安静臥床(寝たきり)は身体に悪影響を及ぼします。

安静臥床が身体に悪いことはなんとなく想像できますが、

実際に身体の中ではどのような生理的変化が起きているのでしょうか?

今回は、安静臥床による循環器系への影響をまとめました。

それでは、本日も学習していきましょう!


起立耐性低下

長期間の臥床は起立性低血圧を引き起こします。

実は、患者さんを寝かせた時から起立性低血圧が始まっているのです。

座位や立位から臥位になると、重力の影響から解放されて、下半身にあった血液が上半身へと移動します。

下半身から上半身に移動する体液量は2リットルともいわれています。

上半身に体液が多くなると、中心静脈や頸動脈・大動脈弓にある圧受容器が働き、生体は「体液が過剰」と判断します。

その結果、交感神経が抑制され利尿が促進されます。

実際は、体液が過剰ではないのに利尿が促進されます。

そのため、全体のバランスは、負の方向に傾いてしまいます。

長期間臥床している患者さんは、補液を行われない限り、常に軽い脱水状態にあるのです。

失神防止のメカニズム

軽度の脱水状態で体を起こすと、体液バランスが負の状態にもかかわらず、体液は下半身に急速に移動します。

この移動する体液量は、利尿が進んだ分を差し引いても、約700mLといわれています。

このままでは、血圧が急激に低下して失神してしまいます。

急激な血圧低下を防ぐ反応は以下の通りです。

心肺受容器反射

血液が下半身に移動し、上半身の血液量が減少すると、静脈還流量が減少します。

静脈還流量が減少すると、心房や肺血管に存在する圧受容器が反応し、交感神経を亢進させます。

動脈圧受容器反射

血圧低下によって動脈圧が低下すると、頸動脈洞や大動脈弓部に存在する受容器が働きます。

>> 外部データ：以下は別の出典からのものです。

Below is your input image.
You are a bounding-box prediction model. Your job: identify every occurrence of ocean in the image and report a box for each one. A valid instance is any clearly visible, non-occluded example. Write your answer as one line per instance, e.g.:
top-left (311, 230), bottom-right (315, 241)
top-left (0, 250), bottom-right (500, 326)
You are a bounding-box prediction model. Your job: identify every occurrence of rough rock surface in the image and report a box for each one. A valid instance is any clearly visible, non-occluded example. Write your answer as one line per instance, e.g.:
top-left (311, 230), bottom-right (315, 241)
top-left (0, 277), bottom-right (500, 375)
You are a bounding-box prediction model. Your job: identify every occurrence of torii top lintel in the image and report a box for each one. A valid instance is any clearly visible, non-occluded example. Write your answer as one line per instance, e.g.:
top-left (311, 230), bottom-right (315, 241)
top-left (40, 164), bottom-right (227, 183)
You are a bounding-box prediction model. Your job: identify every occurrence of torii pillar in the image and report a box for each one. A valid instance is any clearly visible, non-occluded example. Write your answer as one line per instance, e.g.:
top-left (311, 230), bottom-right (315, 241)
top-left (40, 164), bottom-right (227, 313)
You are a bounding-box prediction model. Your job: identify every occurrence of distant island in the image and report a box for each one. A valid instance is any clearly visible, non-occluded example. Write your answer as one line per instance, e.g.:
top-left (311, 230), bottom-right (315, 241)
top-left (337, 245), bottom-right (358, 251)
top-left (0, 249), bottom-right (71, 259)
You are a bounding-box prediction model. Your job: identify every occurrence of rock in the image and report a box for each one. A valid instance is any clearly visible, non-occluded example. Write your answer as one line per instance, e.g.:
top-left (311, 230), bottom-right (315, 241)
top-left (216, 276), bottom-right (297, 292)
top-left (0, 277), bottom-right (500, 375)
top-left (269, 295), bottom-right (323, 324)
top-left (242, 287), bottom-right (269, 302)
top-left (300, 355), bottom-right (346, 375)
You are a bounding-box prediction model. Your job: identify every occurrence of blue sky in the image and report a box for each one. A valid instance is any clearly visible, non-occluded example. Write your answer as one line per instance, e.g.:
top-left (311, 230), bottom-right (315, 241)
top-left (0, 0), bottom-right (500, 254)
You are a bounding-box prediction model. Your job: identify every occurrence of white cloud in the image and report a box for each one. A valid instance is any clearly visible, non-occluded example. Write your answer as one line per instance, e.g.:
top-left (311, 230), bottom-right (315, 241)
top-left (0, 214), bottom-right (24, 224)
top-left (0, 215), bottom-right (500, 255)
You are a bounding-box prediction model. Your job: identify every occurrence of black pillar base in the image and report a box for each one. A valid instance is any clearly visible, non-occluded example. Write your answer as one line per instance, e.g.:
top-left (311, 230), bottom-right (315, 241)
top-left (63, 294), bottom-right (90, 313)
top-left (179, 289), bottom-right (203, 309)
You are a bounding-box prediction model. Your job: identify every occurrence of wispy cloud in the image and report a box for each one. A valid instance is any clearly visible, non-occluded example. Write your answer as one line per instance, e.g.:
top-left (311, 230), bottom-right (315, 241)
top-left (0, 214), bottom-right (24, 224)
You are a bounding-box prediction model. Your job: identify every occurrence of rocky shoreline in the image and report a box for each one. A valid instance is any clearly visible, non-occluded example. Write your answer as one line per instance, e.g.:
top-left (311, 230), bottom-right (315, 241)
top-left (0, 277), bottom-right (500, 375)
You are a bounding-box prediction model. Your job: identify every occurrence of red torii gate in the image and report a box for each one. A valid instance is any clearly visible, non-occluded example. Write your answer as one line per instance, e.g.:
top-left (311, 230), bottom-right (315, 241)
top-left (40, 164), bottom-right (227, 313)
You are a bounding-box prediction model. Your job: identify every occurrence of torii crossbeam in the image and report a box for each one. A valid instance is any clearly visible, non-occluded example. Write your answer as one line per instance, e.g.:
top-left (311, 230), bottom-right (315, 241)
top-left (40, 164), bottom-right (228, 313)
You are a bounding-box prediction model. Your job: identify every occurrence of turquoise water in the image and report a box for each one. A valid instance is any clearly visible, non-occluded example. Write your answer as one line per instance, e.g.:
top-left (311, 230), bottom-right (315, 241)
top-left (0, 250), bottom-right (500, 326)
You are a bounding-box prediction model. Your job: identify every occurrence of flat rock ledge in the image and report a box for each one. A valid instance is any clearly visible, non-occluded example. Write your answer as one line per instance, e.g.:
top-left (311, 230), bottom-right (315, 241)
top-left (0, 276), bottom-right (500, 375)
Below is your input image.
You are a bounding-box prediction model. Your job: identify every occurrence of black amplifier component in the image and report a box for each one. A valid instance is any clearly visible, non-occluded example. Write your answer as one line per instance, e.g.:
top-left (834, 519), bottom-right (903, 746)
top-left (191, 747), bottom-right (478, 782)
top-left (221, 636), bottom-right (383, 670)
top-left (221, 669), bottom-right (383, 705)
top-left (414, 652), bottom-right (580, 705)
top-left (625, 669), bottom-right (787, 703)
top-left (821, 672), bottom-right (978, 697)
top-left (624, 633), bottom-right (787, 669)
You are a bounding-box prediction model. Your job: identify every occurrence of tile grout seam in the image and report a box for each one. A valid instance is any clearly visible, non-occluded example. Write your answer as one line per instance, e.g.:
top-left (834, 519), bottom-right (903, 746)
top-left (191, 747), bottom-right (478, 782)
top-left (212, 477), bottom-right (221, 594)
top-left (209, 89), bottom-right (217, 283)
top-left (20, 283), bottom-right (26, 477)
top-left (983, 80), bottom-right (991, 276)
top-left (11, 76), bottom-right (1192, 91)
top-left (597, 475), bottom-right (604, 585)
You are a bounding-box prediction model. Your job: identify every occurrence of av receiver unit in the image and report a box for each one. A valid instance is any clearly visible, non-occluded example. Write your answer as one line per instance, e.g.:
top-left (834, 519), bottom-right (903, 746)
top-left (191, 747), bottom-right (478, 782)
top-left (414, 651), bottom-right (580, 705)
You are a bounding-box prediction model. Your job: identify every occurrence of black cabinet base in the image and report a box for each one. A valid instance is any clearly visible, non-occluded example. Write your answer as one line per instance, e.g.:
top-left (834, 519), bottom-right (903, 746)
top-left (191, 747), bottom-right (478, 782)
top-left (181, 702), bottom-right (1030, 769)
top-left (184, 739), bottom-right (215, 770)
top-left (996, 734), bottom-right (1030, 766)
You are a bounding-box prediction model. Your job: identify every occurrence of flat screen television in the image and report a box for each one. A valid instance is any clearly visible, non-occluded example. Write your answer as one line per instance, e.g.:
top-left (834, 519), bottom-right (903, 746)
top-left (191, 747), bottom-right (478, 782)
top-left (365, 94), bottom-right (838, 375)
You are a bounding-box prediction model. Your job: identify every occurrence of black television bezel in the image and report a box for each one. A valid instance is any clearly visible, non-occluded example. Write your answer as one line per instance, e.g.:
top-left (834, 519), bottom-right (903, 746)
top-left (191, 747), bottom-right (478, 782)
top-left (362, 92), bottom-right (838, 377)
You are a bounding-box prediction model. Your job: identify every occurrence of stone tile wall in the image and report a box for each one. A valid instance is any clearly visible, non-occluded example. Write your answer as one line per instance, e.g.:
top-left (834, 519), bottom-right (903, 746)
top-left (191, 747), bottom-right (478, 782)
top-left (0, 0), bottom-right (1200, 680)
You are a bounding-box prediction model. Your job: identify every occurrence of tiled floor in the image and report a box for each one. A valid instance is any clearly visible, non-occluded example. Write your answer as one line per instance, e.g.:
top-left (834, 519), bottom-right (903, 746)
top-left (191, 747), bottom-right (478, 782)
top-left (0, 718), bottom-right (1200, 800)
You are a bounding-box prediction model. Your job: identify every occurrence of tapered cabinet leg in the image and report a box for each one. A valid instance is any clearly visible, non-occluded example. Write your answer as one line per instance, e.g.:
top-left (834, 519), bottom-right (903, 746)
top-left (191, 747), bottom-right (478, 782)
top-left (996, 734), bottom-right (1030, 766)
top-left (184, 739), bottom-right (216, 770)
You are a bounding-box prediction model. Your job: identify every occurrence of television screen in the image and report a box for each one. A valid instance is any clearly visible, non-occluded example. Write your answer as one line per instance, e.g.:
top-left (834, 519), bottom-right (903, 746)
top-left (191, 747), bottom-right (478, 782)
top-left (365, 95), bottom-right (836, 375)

その結果、迷走神経を抑制した交感神経を亢進させ、血圧低下を防ぎます。

末梢血管・脳化学受容器反射

動脈圧受容器反射では血圧低下が止まらない場合、末梢血管や脳に存在する化学受容器が働いて、交感神経活動を亢進させ血圧低下を防ぎます。

Venoarterial reflex

皮膚や骨格筋における静脈の伸張刺激が同部位の動脈収縮を引き起こし血圧低下を防ぎます。

循環器パラメータの変化

循環血液量の減少は、起立耐性の低下だけでなく、他の循環器系パラメータにも影響を与えます。

心拍数・血圧 

初期は、上半身の血液が多いため血圧は上昇し、心拍数は低下します。

次第に利尿が進むと、循環血液量の減少とともに血液が低下し、心拍数は上昇します。

血圧・心拍数は他のパラメータに比べ、安静臥床の影響を受けにくいとの報告もあります。

個体差を考慮する必要があります。

中心静脈圧

利尿が進むまでの初期は、利尿促進ととも低下します。

一回拍出量

初期には「スターリングの法則」に基づき、流入する血液量の増大に伴って増加します。

利尿の促進とともに流入血液量は減少するため、一回拍出量も減少します。

総体液量

臥位なっても体に含まれる体液量は変わりませんが、利尿の促進とともに総体液量は減少します。

全身持久力の変化

全身持久力は最大酸素摂取量の変化で評価できます。

3週間の安静臥床で17%の最大酸素摂取量が減少したという報告があります。

安静臥床により全身持久力は低下します。

まとめ

・安静臥床は脱水状態を引き起こす。
・総体液量が減少したままの離床は急激な血圧低下を起こす。
・血圧低下を防ぐメカニズム
 ①心肺圧受容器反射
 ②動脈圧受容器反射
 ③末梢血管・脳化学受容器反射
 ④Venoarterial reflex
・血圧低下を防ぐことができないと失神する。
・血圧循環量の低下は循環器パラメータに影響する。


今回の記事で参考にした書籍はこちらです↓
実践!早期離床完全マニュアル: 新しい呼吸ケアの考え方 (Early Ambulation Mook 1)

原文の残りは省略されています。